Groovy Retrospective: An Addendum - Memory usage & PermGen

I can't really have a Groovy retrospective without mentioning memory.

Over the last four years I have spent more time than any sane person should have to investigating memory leaks in production Groovy code. The dynamic nature of Groovy, and it's dynamic meta-programming presents different considerations for memory management compared to Java, simply because perm gen is no longer a fixed size. Java has a fixed number of classes that would normally be loaded in to memory (hot-reloading in long living containers aside), where as Groovy can easily change or create new classes on the fly. As a result, permgen GC is not as sophisticated (pre moving permgen to the normal heap anyway) and largely in Java if you experienced an Out-Of-Memory permgen exception then you would just increase your permgen size to support the required number of classes being loaded by the application.

To be fair, the majority of the problems encountered were due to trying to hot-reload our code coupled the setup of the application container (in this case tomcat) and having Groovy on the server classpath rather than bundled with the application (much like you wouldn't bundle Java itself with an application, however, bundling Groovy with your application is recommended).

A couple of points of interest, if you are considering Groovy (especially relevant in a long running process where you attempt to reload your code):


The MetaClassRegistry

When you meta-program a Groovy class, e.g. dynamically add a method to a class,  its MetaClass is added to the MetaClassRegistry, which is a static object on the GroovySystem class. This means that any dynamically programmed class creates a tie back to the core Groovy classes.

The main consideration to keep in mind when meta programming in a Groovy environment is that if you want to reload your classes you now have a link between your custom code and the core Groovy code so you must either 1) explicitly clear out the MetaClassRegistry; 2) reload the core Groovy classes as well (throw everything out on reload)

I think coming from a Java environment, where you would likely use the JAVA_HOME on the server for long running applications, it can often seem logical to have a similar server classpath entry for Groovy also - but actually, the easiest approach is to bundle the groovy classes with your application so is a normal candidate for reloading.

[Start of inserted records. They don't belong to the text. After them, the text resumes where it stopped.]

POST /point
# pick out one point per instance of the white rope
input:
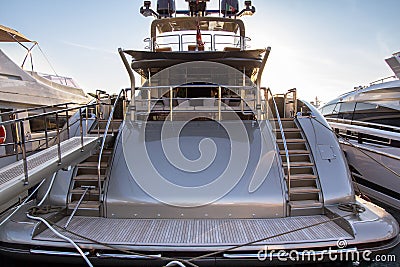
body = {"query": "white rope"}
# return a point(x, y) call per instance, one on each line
point(48, 190)
point(173, 263)
point(23, 203)
point(62, 236)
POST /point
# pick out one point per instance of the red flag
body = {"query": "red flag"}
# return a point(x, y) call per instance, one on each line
point(199, 40)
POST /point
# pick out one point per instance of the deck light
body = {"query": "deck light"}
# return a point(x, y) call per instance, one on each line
point(249, 10)
point(146, 11)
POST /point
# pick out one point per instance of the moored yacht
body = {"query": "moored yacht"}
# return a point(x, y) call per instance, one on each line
point(27, 93)
point(199, 166)
point(369, 120)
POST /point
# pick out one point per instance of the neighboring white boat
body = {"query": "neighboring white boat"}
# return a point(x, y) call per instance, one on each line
point(26, 93)
point(199, 166)
point(20, 89)
point(369, 118)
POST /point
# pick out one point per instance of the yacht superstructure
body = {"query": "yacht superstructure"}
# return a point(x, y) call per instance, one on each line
point(199, 166)
point(369, 118)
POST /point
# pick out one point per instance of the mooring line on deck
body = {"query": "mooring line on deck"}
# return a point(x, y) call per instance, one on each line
point(267, 238)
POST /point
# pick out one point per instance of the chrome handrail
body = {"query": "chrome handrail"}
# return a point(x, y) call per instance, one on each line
point(364, 123)
point(283, 140)
point(104, 141)
point(18, 125)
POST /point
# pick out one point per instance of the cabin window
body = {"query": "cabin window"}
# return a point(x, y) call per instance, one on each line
point(329, 110)
point(10, 77)
point(346, 110)
point(376, 114)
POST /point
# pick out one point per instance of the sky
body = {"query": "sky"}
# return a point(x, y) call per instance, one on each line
point(321, 47)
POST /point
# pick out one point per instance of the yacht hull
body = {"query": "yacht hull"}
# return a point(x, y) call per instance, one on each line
point(377, 182)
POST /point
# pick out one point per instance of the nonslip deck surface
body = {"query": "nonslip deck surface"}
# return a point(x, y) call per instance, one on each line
point(42, 158)
point(198, 232)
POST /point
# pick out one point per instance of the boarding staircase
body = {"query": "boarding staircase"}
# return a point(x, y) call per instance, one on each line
point(304, 196)
point(87, 185)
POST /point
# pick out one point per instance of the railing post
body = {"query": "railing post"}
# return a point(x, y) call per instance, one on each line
point(58, 141)
point(170, 102)
point(14, 128)
point(81, 127)
point(23, 148)
point(46, 135)
point(87, 118)
point(66, 115)
point(219, 102)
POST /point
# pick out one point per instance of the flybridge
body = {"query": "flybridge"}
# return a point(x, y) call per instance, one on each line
point(196, 8)
point(394, 63)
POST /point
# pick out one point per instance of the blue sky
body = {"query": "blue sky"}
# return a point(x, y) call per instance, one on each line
point(321, 47)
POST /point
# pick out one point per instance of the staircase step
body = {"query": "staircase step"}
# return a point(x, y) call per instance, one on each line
point(89, 177)
point(293, 151)
point(283, 119)
point(91, 205)
point(299, 164)
point(304, 190)
point(80, 191)
point(300, 204)
point(302, 177)
point(287, 130)
point(290, 140)
point(92, 164)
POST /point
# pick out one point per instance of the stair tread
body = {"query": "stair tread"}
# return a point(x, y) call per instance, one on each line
point(294, 151)
point(302, 176)
point(304, 189)
point(299, 164)
point(85, 204)
point(80, 191)
point(291, 140)
point(92, 164)
point(283, 119)
point(288, 129)
point(89, 177)
point(299, 204)
point(113, 120)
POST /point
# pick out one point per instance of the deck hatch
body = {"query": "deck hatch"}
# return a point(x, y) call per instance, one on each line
point(199, 232)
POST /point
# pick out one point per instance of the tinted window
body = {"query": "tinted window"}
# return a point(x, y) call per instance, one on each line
point(377, 114)
point(328, 109)
point(346, 110)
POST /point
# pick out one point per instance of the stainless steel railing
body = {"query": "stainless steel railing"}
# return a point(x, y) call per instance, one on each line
point(268, 92)
point(103, 142)
point(20, 139)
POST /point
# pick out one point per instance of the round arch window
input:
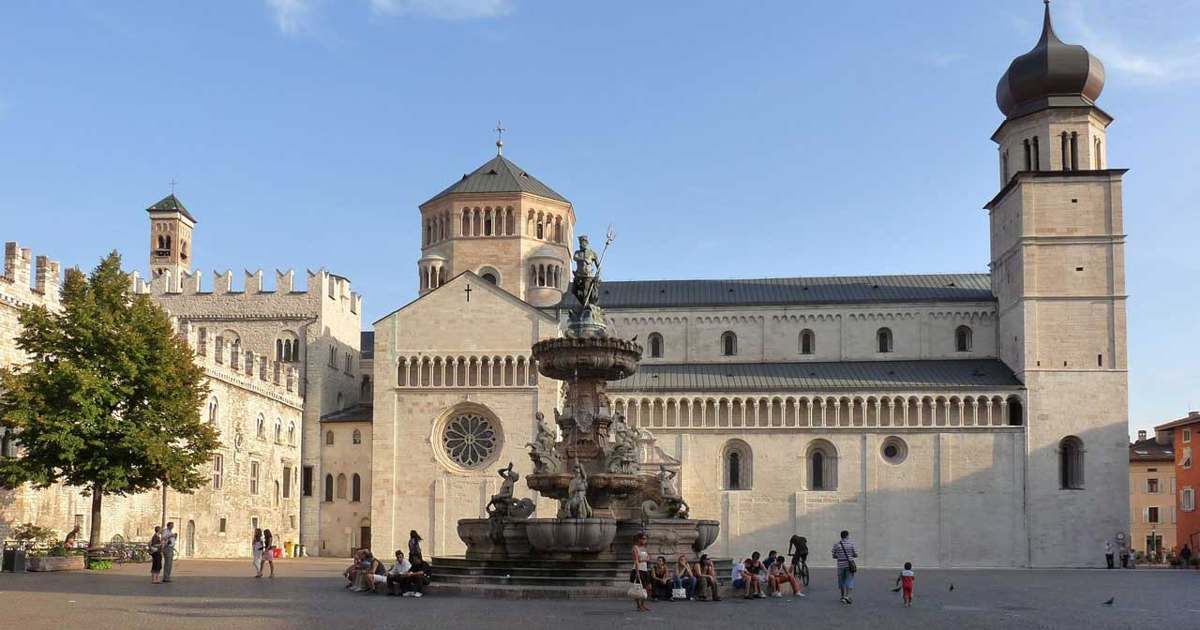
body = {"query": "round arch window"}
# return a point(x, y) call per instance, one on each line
point(469, 438)
point(894, 450)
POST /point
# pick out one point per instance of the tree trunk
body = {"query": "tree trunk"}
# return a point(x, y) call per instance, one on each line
point(94, 537)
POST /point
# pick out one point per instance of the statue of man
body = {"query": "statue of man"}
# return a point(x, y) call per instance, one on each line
point(587, 280)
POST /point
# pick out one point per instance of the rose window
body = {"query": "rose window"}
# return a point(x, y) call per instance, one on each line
point(469, 439)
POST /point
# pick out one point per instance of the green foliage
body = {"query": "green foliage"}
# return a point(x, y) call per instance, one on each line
point(109, 399)
point(30, 533)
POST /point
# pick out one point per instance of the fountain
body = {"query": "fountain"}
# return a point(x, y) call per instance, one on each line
point(606, 492)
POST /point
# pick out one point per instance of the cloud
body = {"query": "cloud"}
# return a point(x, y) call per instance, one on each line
point(444, 9)
point(292, 16)
point(1161, 60)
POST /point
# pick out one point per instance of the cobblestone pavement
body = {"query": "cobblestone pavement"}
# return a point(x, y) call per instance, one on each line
point(309, 594)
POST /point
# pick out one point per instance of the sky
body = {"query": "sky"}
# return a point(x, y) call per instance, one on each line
point(720, 139)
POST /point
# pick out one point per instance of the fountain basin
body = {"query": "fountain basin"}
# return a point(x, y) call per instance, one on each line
point(571, 535)
point(707, 531)
point(573, 359)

If you decide not to reload Groovy, you can add explicit code to clear out the registry - this is pretty simple code, but a note of warning, without just throwing everything away there are still plenty of risks that you can leave links that stop your classes being collected (which was the case for me for a long time until just making all the third party classes (groovy included) candidates to be thrown away and reloaded.  Even with throwing away all third party libraries you can still be caught out if you use shutdown hooks (e.g. jvm shutdown hook to clean up connections will tie your classes back to your underlying JRE, meaning that no classes can be collected until you restart your application!)

Anyway, above is code to clear the registry, it assumes you have access to the GroovyClassLoader, but you can also follow the same approach by just grabbing the MetaClassRegistry from any arbitrary Groovy class and iterate through that. Give it a try, if you play around a little you will probably find its quite easy to create a leak if you want to!


Anonymous Classes

Another thing to keep in mind in Groovy applications is the generation of classes by your application. As you would expect, as you load in Groovy classes to your application they will be compiled to class files (or if you are pre-compiling into a JAR or something) which will be added to PermGen. However, in addition to this, your code being executed may also result in additional (possibly anonymous) classes also being created and added to PermGen - so without care, these can start to fill up that space and cause OOM exceptions (although generated classes will often be very little, so might take a while before it actually errors).

An example of what might do this is loading Groovy config files - if you are loading sensibly and just doing it once then it won't be an issue, but if you find yourself re-loading the config every request/execution then it can keep adding those to PermGen.  Another example of where this happens (surprisingly) is if you are using Groovy templating. Consider the following code:

(Taken from the SimpleTemplateEngine JavaDocs)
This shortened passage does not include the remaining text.